Zomedica Uncategorized

In a couple months, I will be starting the third year of my DVM program. After one more year of didactic coursework, I will be entering clinics and practicing medicine with real, living, breathing patients. In preparation for this exciting and nerve-wracking time, I have sought advice from veterinarians, fourth year veterinary students, and veterinary assistants and technicians. I wanted to use the blog today to compile a short list of some of the best advice I’ve gotten so far. I have started to apply these tips already as an extern and have found they seem to hold true for nearly every member of the clinic.

The first and perhaps best piece of advice I’ve gotten has been to first take care of yourself. While your goal in a clinic is to provide the best patient care possible, it’s easy to forget to prioritize your own care. Making sure you eat well, sleep enough, and take time away from the clinic can all help to ensure you have the mental clarity and space for your patients and clients. This also includes deciding to be more conscious and present while in the clinic. I’ve heard it time and time again, “You are going to feel overwhelmed. You are going to feel anxious. Embrace it and push through it.” I think anyone who has ever worked in a clinic can relate. It’s easy to get caught up in feeling frustrated or emotional when you can’t give a client a solid diagnosis, handle the fractious cat, or help perform a euthanasia at the end of a long day.
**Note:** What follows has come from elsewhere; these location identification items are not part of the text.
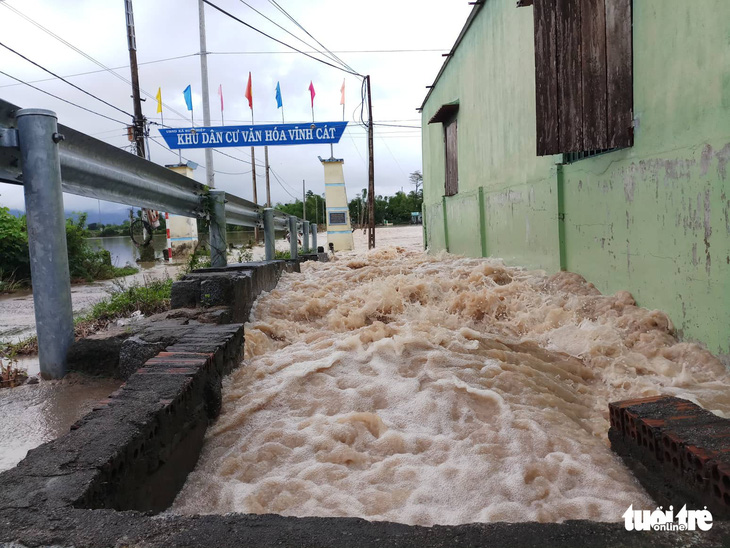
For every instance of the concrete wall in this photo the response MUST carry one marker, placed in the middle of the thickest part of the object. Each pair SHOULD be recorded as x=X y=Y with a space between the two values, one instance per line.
x=339 y=235
x=652 y=219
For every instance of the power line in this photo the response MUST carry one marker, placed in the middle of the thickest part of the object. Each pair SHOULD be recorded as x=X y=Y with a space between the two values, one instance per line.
x=282 y=28
x=279 y=41
x=62 y=99
x=331 y=55
x=64 y=80
x=110 y=70
x=86 y=55
x=280 y=184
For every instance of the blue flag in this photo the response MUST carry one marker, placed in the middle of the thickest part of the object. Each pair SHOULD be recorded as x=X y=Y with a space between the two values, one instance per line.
x=188 y=98
x=279 y=103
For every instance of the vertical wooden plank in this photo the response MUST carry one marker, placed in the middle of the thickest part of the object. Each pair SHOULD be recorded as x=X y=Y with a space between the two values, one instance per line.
x=569 y=62
x=452 y=159
x=482 y=222
x=593 y=30
x=620 y=69
x=546 y=78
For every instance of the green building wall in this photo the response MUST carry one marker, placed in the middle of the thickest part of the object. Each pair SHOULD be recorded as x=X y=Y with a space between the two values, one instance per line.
x=653 y=219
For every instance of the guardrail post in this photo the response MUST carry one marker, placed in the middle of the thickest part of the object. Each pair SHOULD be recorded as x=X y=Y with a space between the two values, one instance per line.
x=269 y=234
x=293 y=236
x=217 y=230
x=305 y=236
x=38 y=137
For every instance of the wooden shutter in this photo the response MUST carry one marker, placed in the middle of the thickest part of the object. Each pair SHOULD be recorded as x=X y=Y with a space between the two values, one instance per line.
x=583 y=75
x=452 y=166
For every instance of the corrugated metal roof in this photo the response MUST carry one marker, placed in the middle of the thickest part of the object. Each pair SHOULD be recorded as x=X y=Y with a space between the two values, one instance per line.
x=469 y=21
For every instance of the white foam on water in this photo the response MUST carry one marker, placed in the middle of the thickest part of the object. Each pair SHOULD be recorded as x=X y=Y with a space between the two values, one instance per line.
x=392 y=385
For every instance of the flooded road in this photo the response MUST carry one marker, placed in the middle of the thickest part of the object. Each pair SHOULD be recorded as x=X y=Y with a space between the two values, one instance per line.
x=392 y=385
x=17 y=315
x=33 y=414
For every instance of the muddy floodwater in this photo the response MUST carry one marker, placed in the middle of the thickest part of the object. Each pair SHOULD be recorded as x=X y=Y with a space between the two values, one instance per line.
x=33 y=414
x=394 y=385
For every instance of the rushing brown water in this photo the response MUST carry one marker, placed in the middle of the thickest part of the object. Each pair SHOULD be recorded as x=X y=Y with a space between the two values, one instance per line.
x=426 y=390
x=33 y=414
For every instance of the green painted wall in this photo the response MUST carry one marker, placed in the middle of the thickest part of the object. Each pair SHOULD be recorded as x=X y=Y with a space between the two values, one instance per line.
x=653 y=219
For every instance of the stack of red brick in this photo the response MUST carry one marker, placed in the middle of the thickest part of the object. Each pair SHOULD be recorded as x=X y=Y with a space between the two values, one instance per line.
x=679 y=451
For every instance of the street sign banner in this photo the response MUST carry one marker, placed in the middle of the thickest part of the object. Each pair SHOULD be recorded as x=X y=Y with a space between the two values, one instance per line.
x=254 y=135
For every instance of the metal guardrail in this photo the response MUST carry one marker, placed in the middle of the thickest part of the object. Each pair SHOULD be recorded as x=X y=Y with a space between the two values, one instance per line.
x=47 y=158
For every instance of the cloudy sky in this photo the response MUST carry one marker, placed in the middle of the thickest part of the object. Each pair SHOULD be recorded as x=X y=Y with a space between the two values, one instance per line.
x=398 y=42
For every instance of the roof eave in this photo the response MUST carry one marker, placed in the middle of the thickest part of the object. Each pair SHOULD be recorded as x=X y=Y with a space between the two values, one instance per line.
x=477 y=6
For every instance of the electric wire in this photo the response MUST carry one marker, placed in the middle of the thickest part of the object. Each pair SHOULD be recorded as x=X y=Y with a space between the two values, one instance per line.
x=111 y=69
x=211 y=4
x=280 y=184
x=285 y=30
x=85 y=55
x=329 y=53
x=64 y=100
x=66 y=81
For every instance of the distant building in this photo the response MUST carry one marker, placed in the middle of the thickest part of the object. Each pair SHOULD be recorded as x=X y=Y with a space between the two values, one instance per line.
x=590 y=136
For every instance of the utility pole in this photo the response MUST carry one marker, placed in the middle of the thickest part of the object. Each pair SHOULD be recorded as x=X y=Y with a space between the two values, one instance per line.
x=209 y=172
x=138 y=124
x=371 y=172
x=255 y=192
x=268 y=187
x=304 y=202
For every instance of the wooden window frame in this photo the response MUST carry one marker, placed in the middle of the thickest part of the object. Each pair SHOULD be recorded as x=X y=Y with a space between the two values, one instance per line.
x=448 y=116
x=451 y=157
x=583 y=75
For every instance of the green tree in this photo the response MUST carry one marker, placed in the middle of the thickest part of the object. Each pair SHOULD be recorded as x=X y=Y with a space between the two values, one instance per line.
x=13 y=247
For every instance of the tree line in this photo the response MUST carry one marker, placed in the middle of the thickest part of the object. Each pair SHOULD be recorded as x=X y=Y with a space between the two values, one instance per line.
x=396 y=209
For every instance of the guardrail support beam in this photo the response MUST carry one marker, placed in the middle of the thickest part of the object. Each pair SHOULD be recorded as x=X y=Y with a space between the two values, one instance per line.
x=305 y=236
x=269 y=234
x=218 y=244
x=39 y=138
x=293 y=237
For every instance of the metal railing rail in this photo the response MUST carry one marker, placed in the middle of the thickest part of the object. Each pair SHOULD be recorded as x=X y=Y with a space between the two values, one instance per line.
x=47 y=159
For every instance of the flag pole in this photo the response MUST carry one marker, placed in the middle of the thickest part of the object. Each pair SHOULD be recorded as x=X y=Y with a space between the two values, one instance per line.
x=253 y=177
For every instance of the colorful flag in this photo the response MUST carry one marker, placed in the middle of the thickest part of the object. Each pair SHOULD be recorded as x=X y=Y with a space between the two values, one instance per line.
x=279 y=102
x=311 y=92
x=188 y=94
x=249 y=92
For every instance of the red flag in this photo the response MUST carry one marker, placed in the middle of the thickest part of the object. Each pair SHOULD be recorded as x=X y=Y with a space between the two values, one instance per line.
x=249 y=92
x=311 y=91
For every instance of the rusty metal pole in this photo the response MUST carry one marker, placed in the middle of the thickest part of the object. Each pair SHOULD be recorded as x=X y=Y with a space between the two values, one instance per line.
x=268 y=186
x=371 y=171
x=139 y=120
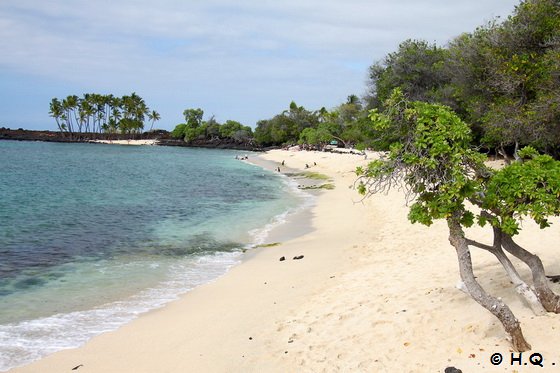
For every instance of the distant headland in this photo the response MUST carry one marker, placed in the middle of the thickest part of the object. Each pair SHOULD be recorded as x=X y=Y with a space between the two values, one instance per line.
x=161 y=137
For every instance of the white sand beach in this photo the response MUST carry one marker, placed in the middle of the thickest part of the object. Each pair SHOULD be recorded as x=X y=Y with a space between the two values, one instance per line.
x=372 y=293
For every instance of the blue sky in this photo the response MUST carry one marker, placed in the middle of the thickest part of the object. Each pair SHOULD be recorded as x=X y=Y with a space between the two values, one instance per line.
x=244 y=60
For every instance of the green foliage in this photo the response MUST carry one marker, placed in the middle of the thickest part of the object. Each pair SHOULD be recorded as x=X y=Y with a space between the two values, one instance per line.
x=179 y=131
x=193 y=117
x=433 y=158
x=502 y=78
x=530 y=188
x=95 y=113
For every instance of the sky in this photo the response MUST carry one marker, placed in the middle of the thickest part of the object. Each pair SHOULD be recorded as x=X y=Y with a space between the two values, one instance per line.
x=243 y=60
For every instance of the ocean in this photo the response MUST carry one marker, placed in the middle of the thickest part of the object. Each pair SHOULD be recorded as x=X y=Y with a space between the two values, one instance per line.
x=93 y=235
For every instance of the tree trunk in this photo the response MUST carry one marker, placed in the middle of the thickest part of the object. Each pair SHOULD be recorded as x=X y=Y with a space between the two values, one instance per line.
x=492 y=304
x=524 y=290
x=549 y=300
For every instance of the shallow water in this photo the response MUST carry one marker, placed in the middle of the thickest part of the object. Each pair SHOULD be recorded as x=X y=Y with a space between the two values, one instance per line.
x=93 y=235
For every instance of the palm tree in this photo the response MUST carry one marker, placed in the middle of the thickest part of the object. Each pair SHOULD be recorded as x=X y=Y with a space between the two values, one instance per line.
x=153 y=116
x=57 y=113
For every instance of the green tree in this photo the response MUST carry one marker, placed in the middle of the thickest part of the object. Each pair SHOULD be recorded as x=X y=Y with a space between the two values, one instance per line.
x=435 y=160
x=153 y=116
x=417 y=68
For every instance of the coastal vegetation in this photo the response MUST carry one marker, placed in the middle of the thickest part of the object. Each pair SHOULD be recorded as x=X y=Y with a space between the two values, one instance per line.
x=445 y=176
x=95 y=114
x=195 y=128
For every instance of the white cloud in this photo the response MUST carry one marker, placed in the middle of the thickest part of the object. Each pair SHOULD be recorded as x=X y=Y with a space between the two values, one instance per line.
x=220 y=51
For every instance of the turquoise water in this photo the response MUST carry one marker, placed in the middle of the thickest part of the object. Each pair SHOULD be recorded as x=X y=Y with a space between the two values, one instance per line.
x=93 y=235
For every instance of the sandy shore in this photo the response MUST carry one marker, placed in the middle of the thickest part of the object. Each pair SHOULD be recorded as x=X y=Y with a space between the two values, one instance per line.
x=372 y=293
x=127 y=142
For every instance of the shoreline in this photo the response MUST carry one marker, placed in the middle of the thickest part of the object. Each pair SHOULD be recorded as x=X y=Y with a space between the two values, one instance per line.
x=371 y=293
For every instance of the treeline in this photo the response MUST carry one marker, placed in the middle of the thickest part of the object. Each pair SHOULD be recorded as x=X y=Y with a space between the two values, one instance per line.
x=503 y=79
x=197 y=129
x=95 y=114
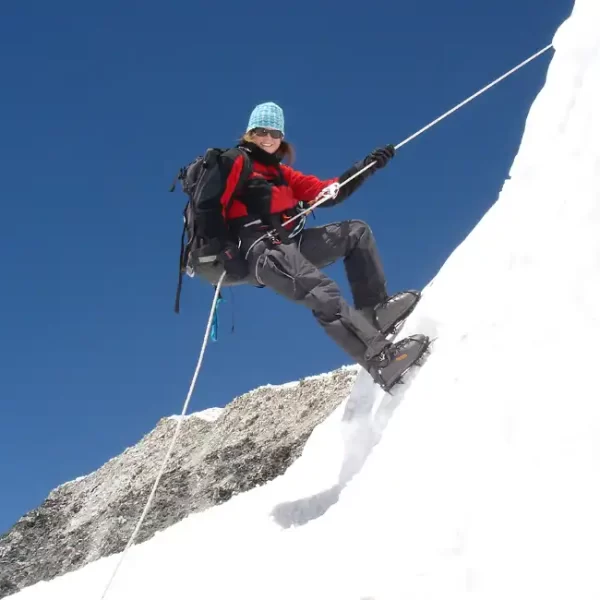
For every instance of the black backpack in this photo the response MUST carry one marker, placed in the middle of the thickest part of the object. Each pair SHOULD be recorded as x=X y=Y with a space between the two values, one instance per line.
x=205 y=231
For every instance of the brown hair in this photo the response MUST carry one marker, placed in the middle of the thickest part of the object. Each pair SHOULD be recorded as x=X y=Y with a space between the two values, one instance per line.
x=286 y=150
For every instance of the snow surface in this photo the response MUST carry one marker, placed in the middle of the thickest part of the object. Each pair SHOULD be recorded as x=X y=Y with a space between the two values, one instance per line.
x=208 y=414
x=485 y=481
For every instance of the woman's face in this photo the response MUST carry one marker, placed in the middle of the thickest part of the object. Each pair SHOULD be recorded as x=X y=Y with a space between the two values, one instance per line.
x=267 y=139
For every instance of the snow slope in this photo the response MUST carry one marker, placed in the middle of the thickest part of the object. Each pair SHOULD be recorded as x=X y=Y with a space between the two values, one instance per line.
x=484 y=483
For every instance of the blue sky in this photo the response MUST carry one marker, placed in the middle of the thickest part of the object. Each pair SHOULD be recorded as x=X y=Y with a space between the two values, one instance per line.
x=100 y=106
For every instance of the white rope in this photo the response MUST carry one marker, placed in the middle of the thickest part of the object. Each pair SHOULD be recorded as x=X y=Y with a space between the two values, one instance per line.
x=173 y=440
x=422 y=130
x=218 y=289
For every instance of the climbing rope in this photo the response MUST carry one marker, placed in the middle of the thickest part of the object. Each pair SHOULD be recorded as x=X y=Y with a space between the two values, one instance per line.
x=175 y=434
x=327 y=194
x=332 y=191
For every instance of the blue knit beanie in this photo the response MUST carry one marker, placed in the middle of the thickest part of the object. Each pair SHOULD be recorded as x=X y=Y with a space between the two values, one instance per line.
x=266 y=115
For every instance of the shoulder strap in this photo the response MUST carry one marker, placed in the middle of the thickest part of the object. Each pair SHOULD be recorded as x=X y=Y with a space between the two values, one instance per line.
x=244 y=175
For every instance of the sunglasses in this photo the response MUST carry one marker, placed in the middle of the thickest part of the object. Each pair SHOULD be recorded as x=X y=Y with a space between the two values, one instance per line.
x=263 y=132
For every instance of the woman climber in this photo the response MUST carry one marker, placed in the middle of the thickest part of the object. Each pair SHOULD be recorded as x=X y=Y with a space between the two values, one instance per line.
x=289 y=258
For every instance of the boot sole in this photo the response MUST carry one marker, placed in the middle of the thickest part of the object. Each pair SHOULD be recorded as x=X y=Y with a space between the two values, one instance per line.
x=417 y=360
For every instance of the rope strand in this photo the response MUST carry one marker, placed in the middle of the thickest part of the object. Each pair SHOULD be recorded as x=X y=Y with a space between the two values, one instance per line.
x=428 y=126
x=174 y=438
x=218 y=289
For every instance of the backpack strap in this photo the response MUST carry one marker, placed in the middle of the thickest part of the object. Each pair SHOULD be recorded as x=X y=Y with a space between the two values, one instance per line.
x=244 y=175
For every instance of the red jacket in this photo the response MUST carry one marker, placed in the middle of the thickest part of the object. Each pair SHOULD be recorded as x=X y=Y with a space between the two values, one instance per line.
x=284 y=195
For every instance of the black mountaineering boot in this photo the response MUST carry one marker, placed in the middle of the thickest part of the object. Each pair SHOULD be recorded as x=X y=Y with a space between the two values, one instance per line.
x=389 y=315
x=388 y=367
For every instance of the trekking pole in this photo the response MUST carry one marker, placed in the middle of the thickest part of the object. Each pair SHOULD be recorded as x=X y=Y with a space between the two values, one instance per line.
x=175 y=434
x=333 y=193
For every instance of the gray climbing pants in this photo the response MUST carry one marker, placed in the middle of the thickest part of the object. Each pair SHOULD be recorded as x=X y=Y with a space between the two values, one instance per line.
x=293 y=271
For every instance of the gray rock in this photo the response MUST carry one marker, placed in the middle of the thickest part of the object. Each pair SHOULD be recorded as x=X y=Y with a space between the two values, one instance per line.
x=219 y=453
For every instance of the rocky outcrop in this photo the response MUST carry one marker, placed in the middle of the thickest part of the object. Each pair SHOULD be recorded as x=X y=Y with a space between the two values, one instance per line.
x=219 y=453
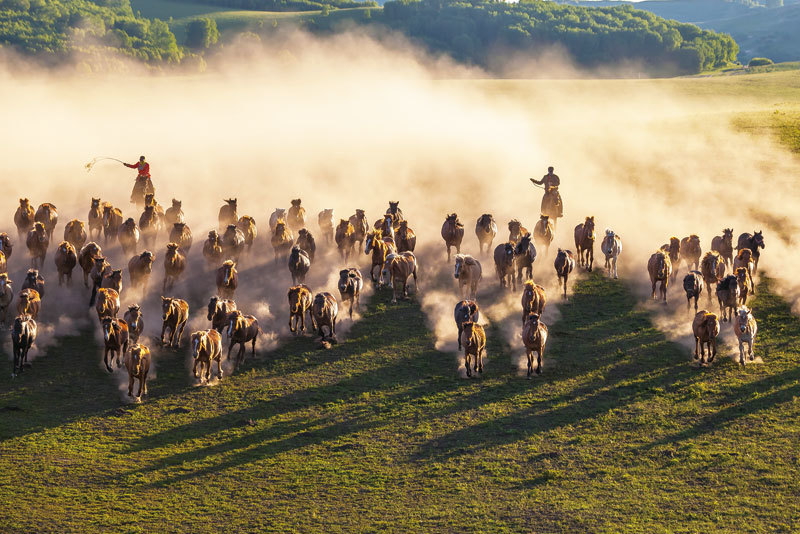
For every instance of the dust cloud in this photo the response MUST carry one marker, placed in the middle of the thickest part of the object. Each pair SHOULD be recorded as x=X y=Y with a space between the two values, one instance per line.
x=346 y=122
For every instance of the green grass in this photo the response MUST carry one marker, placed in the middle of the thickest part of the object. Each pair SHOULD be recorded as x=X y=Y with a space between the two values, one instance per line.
x=379 y=433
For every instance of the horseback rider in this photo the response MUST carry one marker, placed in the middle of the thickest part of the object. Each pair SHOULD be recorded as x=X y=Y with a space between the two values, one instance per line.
x=143 y=185
x=550 y=181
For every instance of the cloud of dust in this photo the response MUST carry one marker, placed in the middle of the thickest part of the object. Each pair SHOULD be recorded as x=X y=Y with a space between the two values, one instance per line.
x=345 y=123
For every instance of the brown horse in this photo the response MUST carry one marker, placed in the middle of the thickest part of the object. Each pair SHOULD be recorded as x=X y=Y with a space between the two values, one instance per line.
x=465 y=311
x=75 y=233
x=37 y=242
x=299 y=304
x=174 y=265
x=282 y=241
x=544 y=233
x=112 y=219
x=452 y=233
x=325 y=221
x=182 y=235
x=724 y=245
x=219 y=311
x=212 y=248
x=135 y=321
x=660 y=269
x=174 y=213
x=139 y=268
x=47 y=214
x=584 y=243
x=296 y=216
x=248 y=227
x=360 y=227
x=242 y=329
x=533 y=299
x=24 y=218
x=486 y=230
x=534 y=337
x=405 y=238
x=504 y=264
x=306 y=242
x=227 y=213
x=107 y=303
x=95 y=219
x=350 y=285
x=705 y=328
x=516 y=231
x=174 y=314
x=115 y=337
x=138 y=365
x=713 y=269
x=401 y=266
x=66 y=260
x=691 y=252
x=206 y=348
x=473 y=339
x=345 y=239
x=468 y=272
x=380 y=249
x=86 y=257
x=227 y=279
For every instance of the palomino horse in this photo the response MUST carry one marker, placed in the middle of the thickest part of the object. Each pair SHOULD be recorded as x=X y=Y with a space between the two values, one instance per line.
x=206 y=348
x=713 y=269
x=534 y=337
x=452 y=233
x=23 y=335
x=47 y=214
x=705 y=328
x=115 y=337
x=66 y=260
x=138 y=365
x=584 y=243
x=486 y=230
x=380 y=249
x=504 y=265
x=543 y=233
x=324 y=310
x=473 y=339
x=299 y=264
x=724 y=245
x=75 y=233
x=174 y=265
x=728 y=297
x=659 y=268
x=37 y=242
x=350 y=286
x=754 y=242
x=227 y=279
x=468 y=273
x=533 y=299
x=299 y=304
x=325 y=221
x=745 y=327
x=564 y=264
x=465 y=311
x=174 y=315
x=139 y=269
x=693 y=285
x=611 y=247
x=227 y=213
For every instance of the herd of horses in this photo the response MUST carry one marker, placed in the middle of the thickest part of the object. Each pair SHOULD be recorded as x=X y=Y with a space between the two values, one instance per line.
x=389 y=243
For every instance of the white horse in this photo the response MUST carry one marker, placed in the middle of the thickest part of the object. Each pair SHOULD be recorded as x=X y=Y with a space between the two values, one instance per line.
x=612 y=248
x=745 y=328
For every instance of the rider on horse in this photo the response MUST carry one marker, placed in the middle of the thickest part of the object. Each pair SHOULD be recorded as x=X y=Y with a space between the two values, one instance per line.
x=551 y=197
x=143 y=185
Although these are difficult situations, I can choose to remind myself that I am here to learn and grow. The struggles I am facing today are preparing me to be a better asset for my clinic, patients, and clients of tomorrow.

Another piece of advice I’ve received quite frequently is to always look to understand and make your teammates’ work easier. This includes everyone on the team, every veterinarian, assistant, receptionist, manager, kennel technician… everyone. It takes lots of people to run a successful veterinary practice. As a future leader of a practice, it is vital to understand the importance of each role. For example, while helping the front desk, you are simultaneously learning about how appointments are scheduled, how clients react to seeing a friendly face at the door, and how clients can stay engaged through follow-ups. There is something for you to learn from every member of the practice. Helping make their jobs a little easier is one way you can become a more valuable asset to your clinic, and a small way to repay the invaluable lessons they are providing you.

The last piece of advice is to remember the goal of your clinic. While veterinarians always have client and patients in mind, the motivations and operations of each clinic you visit and work with will not be the same. A veterinarian from a recent externship told me quite bluntly “there are going to be seemingly outdated practices you see here that you will never be taught in school. For us, these are ‘best practices’ because they allow us to reach and serve our community best.” If the goal of a clinic is to serve a high volume of clients, learn from their methods of efficiency. If your clinic emphasizes patient education, work on your “elevator pitches” for heartworm-prevention, vaccines, and preventative dentals. If your clinic loves bringing in cutting-edge technology, learn to embrace the change that will improve both your colleagues and patient’s lives. Developing skills that parallel your clinic’s goals will not only help you become a part of a cohesive team but allow you to develop a skill set you can carry into all your future positions.